Introduction & Approach: The closure age of a regolith breccia represents the point in time in which regolith components are sealed off from the solar wind (i.e., buried) and additional lithologic contributions; this can be used as a temporal guide to lunar surface processes such as the bombardment history [e.g., 1]. Those closure ages can be calculated from trapped 40Ar/36Ar using a newly calibrated system [2, after 3]. Thus far, the ages of eighteen Apollo 16  and twenty-five Apollo 15 regolith breccias  have been determined using the new calibration. In this report, we expand that work to include the closure ages of regolith breccias from the remaining Apollo missions and existing lunar meteorites.
Results: We calculated the closure ages of twenty-two Apollo regolith breccias (11, 12, 14, and 17 missions) and thirteen lunar meteorites using 40Ar and 36Ar data in the literature. This augments the existing dataset of [2 & 4] to produce a total of seventy-eight sample closure ages. Six of those ages have negative values, which is an artifact of the calibration’s sensitivity to low ratios of trapped 40Ar/36Ar (i.e., in the very youngest samples) and are not considered further here. The remaining samples have credible closure ages from 3.9 to 0.1 Ga. The oldest samples (i.e., closure ages ≥ 3.4 Ga ) were collected from the ancient highlands (i.e., Apollo 16) and the oldest mare surface seen during the Apollo Program (Apollo 14; 4.2-3.9 Ga ). In contrast, most of the more recent closure ages (≤ 2.0 Ga) were collected from younger mare surfaces (Apollo 11, 12, 15, 17; ≤ 3.9 Ga ). The average temporal interval between individual sample closure ages is ~0.07 Ga, while the smallest and largest interval sizes are <0.01 and ~0.6 Ga, respectively.
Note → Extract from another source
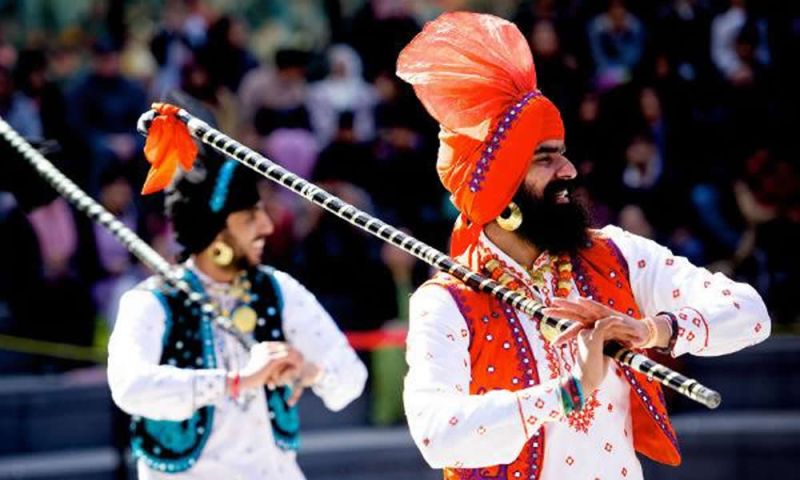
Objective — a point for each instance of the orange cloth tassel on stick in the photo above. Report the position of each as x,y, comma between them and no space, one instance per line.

Discussion: These results indicate regolith samples obtained from highland sites, like that at Apollo 16, can provide information about the processes shaping the Moon ~4 to 3.4 Ga. The work of  implies regolith breccias from those regions can contribute additional information about the impactors hitting the Earth-Moon system at that time. Likewise, an assessment of impactors striking the Moon throughout younger periods can be derived from regolith samples that were successively closed between 3.4 Ga and the present day. Collectively, the data indicate regolith breccias can provide a fairly complete record of surface processes over the past 4 Ga. Additional samples, either recovered as lunar meteorites or by human and robotic sample return missions, can substantially enhance that record by filling in the remaining temporal gaps and providing complementary records from a geographically diverse set of sites.